What Indian Boards Are Doing Differently Now

These cases didn’t just make headlines. They quietly changed how boards structure protection:

  • Side A gets dedicated limits: The D&O limit used to be shared between the company and individuals. After Satyam exhausted its limits quickly, companies now buy a separate Side A layer that protects directors when the company can’t or won’t indemnify them.
  • Run-off cover is non-negotiable: Claims often surface years after a director resigns. A 6 or 7-year extended reporting period is now standard.
  • Upfront investigation costs negotiated: Insurers want protection against civil suits, SEBI, MCA, RBI, ED, and NCLT proceedings.
  • Independent directors check the wording: They check the sum insured and proof of premium before signing up for the policy.

Where the Law Sits Now

Your company can pay D&O premiums for directors and KMPs under Section 197(13) of the Companies Act, 2013, except in cases of fraud, breach of trust or wilful default. SEBI took it further.

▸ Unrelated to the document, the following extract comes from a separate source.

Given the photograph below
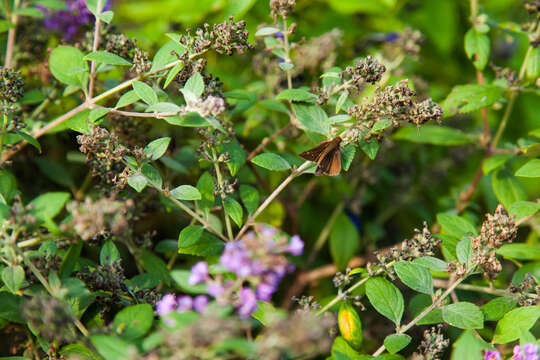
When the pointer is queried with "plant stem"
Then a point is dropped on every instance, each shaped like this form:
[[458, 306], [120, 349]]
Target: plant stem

Regulation 25(10) of LODR, effective from 1 January 2022, mandated D&O cover for independent directors of the top 1,000 listed entities.

For others, the cover isn’t legally required, but the moment you take VC money, plan an IPO, or invite a senior independent director, expect it on the due diligence checklist.

What This Means for Your Next Board Meeting

The boards that survived the Satyam, IL&FS, and ICICI fallout treated D&O cover as a serious financial product, not a tick-box. Walk into your next meeting with three questions:

  1. What’s our sum insured, and when was it last benchmarked against peers?
  2. Do our independent directors have a dedicated Side A limit?
  3. How long is our run-off period, and does it cover regulatory investigations?

Getting this right needs someone who knows how Indian insurers settle these claims and where wordings quietly fail you. That’s where a specialist broker like Edify helps. We sit with Bangalore boards to structure a cover that holds up when SEBI calls, when an investor sues, or when a former director gets named in a fresh complaint.

FAQs

  1. Is D&O insurance compulsory in India?
    Not for every company. This has been made mandatory by SEBI for independent directors of the top 1,000 listed entities from 1 January 2022. For private firms, startups and SMEs, it’s voluntary but increasingly expected.
  2. Does D&O cover fraud committed by a director?
    No. Standard policies exclude proven fraud, criminal acts, and illegal personal gain. Defence costs may be advanced during proceedings but must be repaid if fraud is established.
  3. Can a former director be sued under D&O cover?
    Yes, if the wrongdoing happened while they were in office and the policy has a run-off period (usually 6 to 7 years).
  4. What are the differences between Side A, B and C?
    Side A is for directors when the company cannot indemnify them. Side B reimburses the company for indemnifying its directors. Side C covers the company in securities claims.